The Image Shaker was unique and superior to alternatives in use when it was invented two decades ago, and it continues to be used today.

To
David McIntosh,
Steve Marshall Smith,
Mike Branham and
Mike Kirilenko for the engineering and development of the Aircover Inflatables Airwall.
This system of modular inflatable panels can be erected on location, at lengths reaching hundreds of feet, with exceptional speed and safety. When used to support blue or green screens, the Airwall permits composite shots of unprecedented scale.

To
Trevor Davies,
Thomas Wan,
Jon Scott Miller,
Jared Smith and
Matthew Robinson for the development of the Dolby Laboratories PRM Series Reference Color Monitors.
The PRM’s pioneering and innovative design allows the stable, accurate representation of images with the entire luminance range and color gamut used in contemporary theatrical feature presentation.

To
Ronald Mallet and
Christoph Bregler for the design and engineering of the Industrial Light & Magic Geometry Tracker, a novel, general-purpose tracker and solver.
Geometry Tracker facilitates convincing interaction of digital and live-action elements within a scene. Its precise results and tight integration with other ILM animation technologies solve a wider range of match-animation challenges than was previously possible.

To
Jim Hourihan,
Alan Trombla and
Seth Rosenthal for the design and development of the Tweak Software RV system, a highly extensible media player system.
RV’s multi-platform toolset for review and playback, with comprehensive APIs, has allowed studios of all sizes to take advantage of a state-of-the-art workflow and has achieved widespread adoption in the motion picture industry.

To
Richard Chuang and
Rahul Thakkar for the groundbreaking design, and to
Andrew Pilgrim,
Stewart Birnam and
Mark Kirk for the review workflows and advanced playback features, of the DreamWorks Animation Media Review System.
Over its nearly two decades of development, this pioneering system enabled desktop and digital theater review.
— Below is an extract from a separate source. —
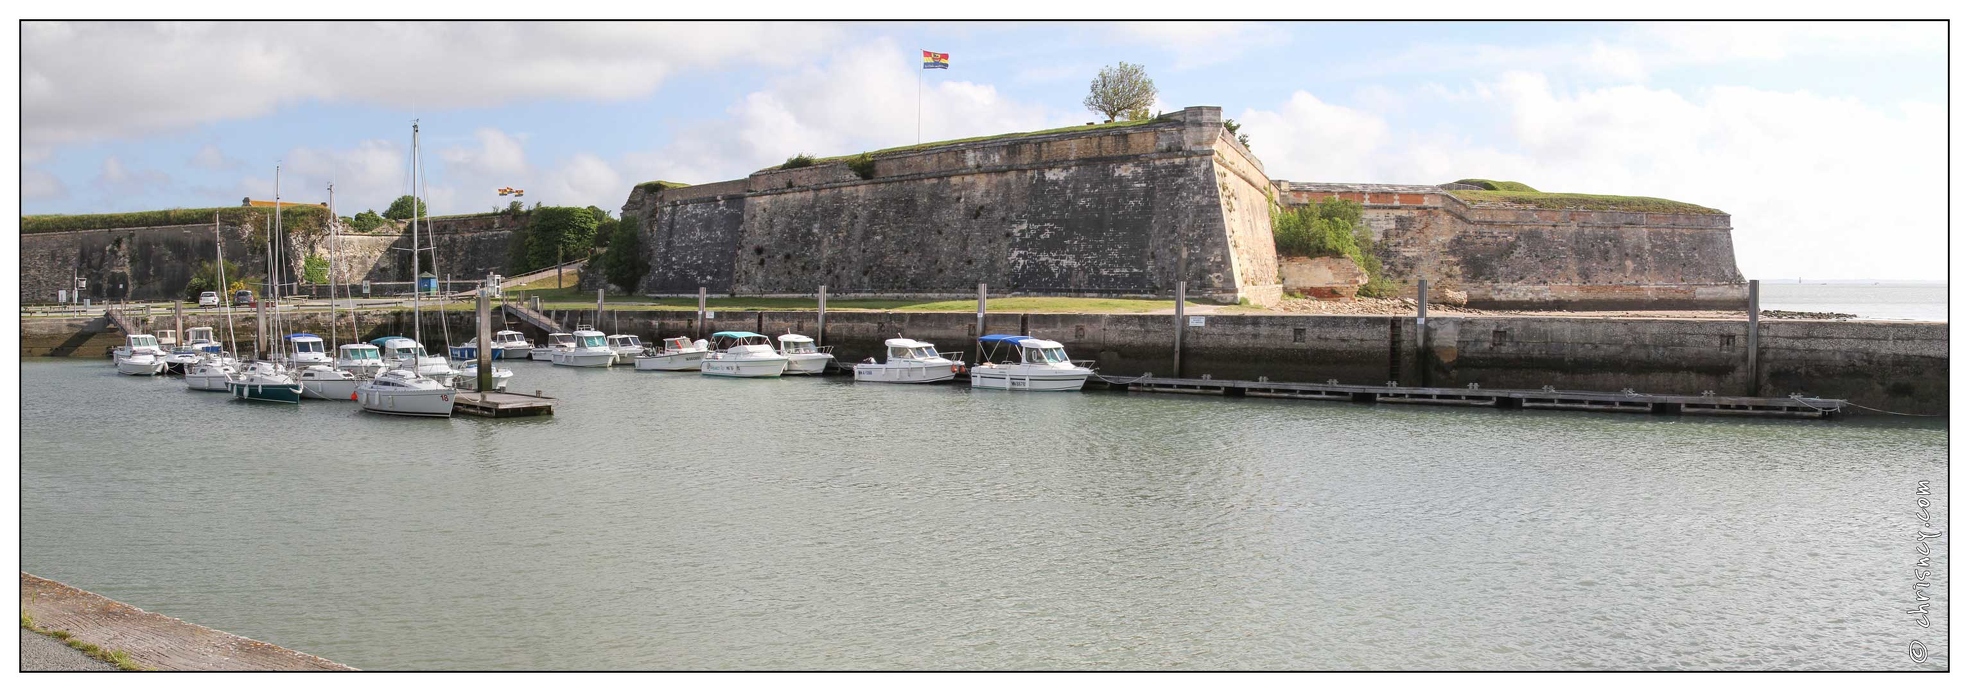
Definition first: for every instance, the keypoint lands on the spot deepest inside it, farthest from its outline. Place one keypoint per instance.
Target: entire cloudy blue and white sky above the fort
(1822, 141)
It continues to provide artist-driven, integrated, consistent and highly scalable studio-wide playback and interactive reviews.

To
Keith Goldfarb,
Steve Linn,
Brian Green and
Raymond Chih for the development of the Rhythm & Hues Global DDR System.
This consistent, integrated, production database-backed review system enables a recordable workflow and an efficient, collaborative content review process across multiple sites and time zones.

To
J Robert Ray,
Cottalango Leon and
Sam Richards for the design, engineering and continuous development of Sony Pictures Imageworks Itview.
With an extensive plugin API and comprehensive facility integration including editorial functions, Itview provides an intuitive and flexible creative review environment that can be deployed globally for highly efficient collaboration.
(Special Award)

To the
Society of Motion Picture and Television Engineers: For one hundred years, the Society’s members have nurtured technology, provided essential standards, and offered the expertise, support, tools and infrastructure for the creation and post-production of motion pictures.